Budget 2001 is being discussed by the Council and Parliament (see EUROPE of 27 September, p.9). The Parliament's Committee on Budgets, which met on Tuesday and Wednesday to elaborate the position to be submitted to the EP for its first reading of the draft budget end October, discussed aid to Serbia without coming to any fixed position as no agreement was reached. The parliamentary committee called for several of its representatives to meet the Council and the Commission next week, for a "trilogue", in order to discuss this question. The date of the three-way discussion has not been set, and it is not certain it will be held next week.
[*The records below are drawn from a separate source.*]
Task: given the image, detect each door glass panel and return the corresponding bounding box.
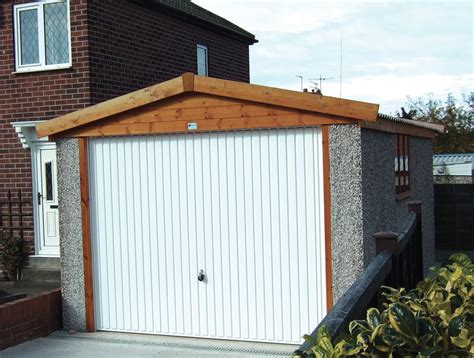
[45,161,53,201]
[44,2,70,65]
[20,9,40,65]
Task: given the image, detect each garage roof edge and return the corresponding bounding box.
[36,73,380,138]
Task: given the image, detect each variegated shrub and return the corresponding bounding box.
[297,253,474,357]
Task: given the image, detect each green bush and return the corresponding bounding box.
[0,230,24,281]
[298,253,474,357]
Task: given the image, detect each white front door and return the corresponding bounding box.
[89,129,327,344]
[36,146,60,256]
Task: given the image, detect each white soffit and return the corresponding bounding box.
[11,121,47,148]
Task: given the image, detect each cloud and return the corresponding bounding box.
[335,74,474,114]
[194,1,361,34]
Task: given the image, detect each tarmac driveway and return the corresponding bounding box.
[1,331,295,358]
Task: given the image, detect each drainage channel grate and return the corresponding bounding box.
[56,333,292,356]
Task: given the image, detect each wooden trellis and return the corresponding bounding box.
[0,189,33,241]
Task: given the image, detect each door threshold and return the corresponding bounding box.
[30,254,60,258]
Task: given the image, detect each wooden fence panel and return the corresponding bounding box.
[435,184,474,250]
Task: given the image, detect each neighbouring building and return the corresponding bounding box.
[433,153,473,184]
[0,0,256,272]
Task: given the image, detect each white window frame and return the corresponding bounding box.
[13,0,72,73]
[197,44,208,76]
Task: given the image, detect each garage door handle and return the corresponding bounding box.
[50,205,59,209]
[198,269,205,282]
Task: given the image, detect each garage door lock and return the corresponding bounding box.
[198,269,206,282]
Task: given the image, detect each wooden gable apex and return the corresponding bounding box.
[57,93,358,138]
[36,73,380,139]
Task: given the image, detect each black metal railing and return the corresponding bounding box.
[294,201,423,357]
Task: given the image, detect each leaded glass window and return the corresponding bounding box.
[14,1,71,71]
[45,2,70,65]
[19,9,40,65]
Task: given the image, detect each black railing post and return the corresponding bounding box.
[407,201,423,284]
[374,231,398,287]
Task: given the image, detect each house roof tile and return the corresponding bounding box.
[136,0,257,44]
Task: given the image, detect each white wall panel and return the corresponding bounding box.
[89,128,326,344]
The possibility of using the flexibility instrument for Serbia will be discussed all the more as the position of the EP budgetary committee is, for the time being, to use this instrument as a whole, in 2001, to eliminate the cut of EUR 150 million operated by the Council in the Meda programme for cooperation with Mediterranean countries, and for some other measures. The budgetary committee has in fact adopted the proposal made along these lines by its rapporteur, Jutta Haug. The European Commission plans to propose using the flexibility instrument for Serbia, as it had suggested in May, and excludes using it for Media. Such is the response that the Commission gives for now to the claim made by the EP.
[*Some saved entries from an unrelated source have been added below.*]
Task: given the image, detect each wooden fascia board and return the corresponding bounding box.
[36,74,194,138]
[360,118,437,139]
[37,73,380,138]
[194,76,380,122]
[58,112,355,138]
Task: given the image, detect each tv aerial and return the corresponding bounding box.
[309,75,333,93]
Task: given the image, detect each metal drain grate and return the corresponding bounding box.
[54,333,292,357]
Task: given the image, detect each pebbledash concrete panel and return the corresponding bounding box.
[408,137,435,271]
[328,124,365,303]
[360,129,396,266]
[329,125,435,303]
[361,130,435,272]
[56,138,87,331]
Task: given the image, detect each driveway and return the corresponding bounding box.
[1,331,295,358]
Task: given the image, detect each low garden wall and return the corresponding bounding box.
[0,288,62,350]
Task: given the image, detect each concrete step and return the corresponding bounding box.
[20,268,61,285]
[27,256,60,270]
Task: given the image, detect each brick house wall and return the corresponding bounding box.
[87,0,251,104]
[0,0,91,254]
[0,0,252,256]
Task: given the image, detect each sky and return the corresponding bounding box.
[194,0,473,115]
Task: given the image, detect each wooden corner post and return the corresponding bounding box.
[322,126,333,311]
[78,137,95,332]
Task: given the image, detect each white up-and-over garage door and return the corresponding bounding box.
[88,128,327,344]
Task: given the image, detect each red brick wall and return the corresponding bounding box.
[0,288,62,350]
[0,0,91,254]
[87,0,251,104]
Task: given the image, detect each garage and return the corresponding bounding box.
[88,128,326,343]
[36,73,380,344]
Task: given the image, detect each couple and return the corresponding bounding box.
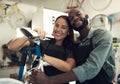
[8,8,115,84]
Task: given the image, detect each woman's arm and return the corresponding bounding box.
[43,54,76,72]
[8,28,46,51]
[8,36,30,51]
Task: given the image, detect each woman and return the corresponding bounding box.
[8,15,76,83]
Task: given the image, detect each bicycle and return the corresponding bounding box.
[17,28,44,84]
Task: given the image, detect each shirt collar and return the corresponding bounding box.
[87,28,96,39]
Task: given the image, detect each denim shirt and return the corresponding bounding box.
[72,28,115,83]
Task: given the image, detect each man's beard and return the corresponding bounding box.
[73,18,88,31]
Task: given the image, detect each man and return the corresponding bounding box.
[29,8,115,84]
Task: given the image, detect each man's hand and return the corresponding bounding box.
[29,69,50,84]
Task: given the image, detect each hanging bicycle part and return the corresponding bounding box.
[89,14,112,31]
[76,0,85,14]
[90,0,112,11]
[66,0,85,13]
[67,0,78,9]
[0,1,10,22]
[7,3,26,29]
[0,1,26,29]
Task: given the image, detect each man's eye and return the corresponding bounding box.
[76,13,80,16]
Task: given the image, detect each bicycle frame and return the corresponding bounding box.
[18,37,43,81]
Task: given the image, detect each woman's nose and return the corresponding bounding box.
[56,27,61,31]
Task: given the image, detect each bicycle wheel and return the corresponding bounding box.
[9,12,26,29]
[90,14,112,31]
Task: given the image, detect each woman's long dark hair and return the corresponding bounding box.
[54,15,74,49]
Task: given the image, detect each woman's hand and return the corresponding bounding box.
[43,54,76,72]
[33,28,47,39]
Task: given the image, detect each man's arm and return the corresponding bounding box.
[50,70,77,84]
[29,69,78,84]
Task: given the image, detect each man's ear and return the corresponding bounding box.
[67,31,70,36]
Furthermore, the budgets committee largely followed during its meeting on Tuesday and Wednesday the proposals made by its rapporteur for the 2001 budget as a whole (see above-mentioned EUROPE). The Committee on Budgets should therefore, and above all, invite the plenary to place in reserve, under certain conditions, the 400 new posts requested by the Commission, and to also place in reserve 700 million from the Heading 4-External Policy, also in the form of a guarantee for reform.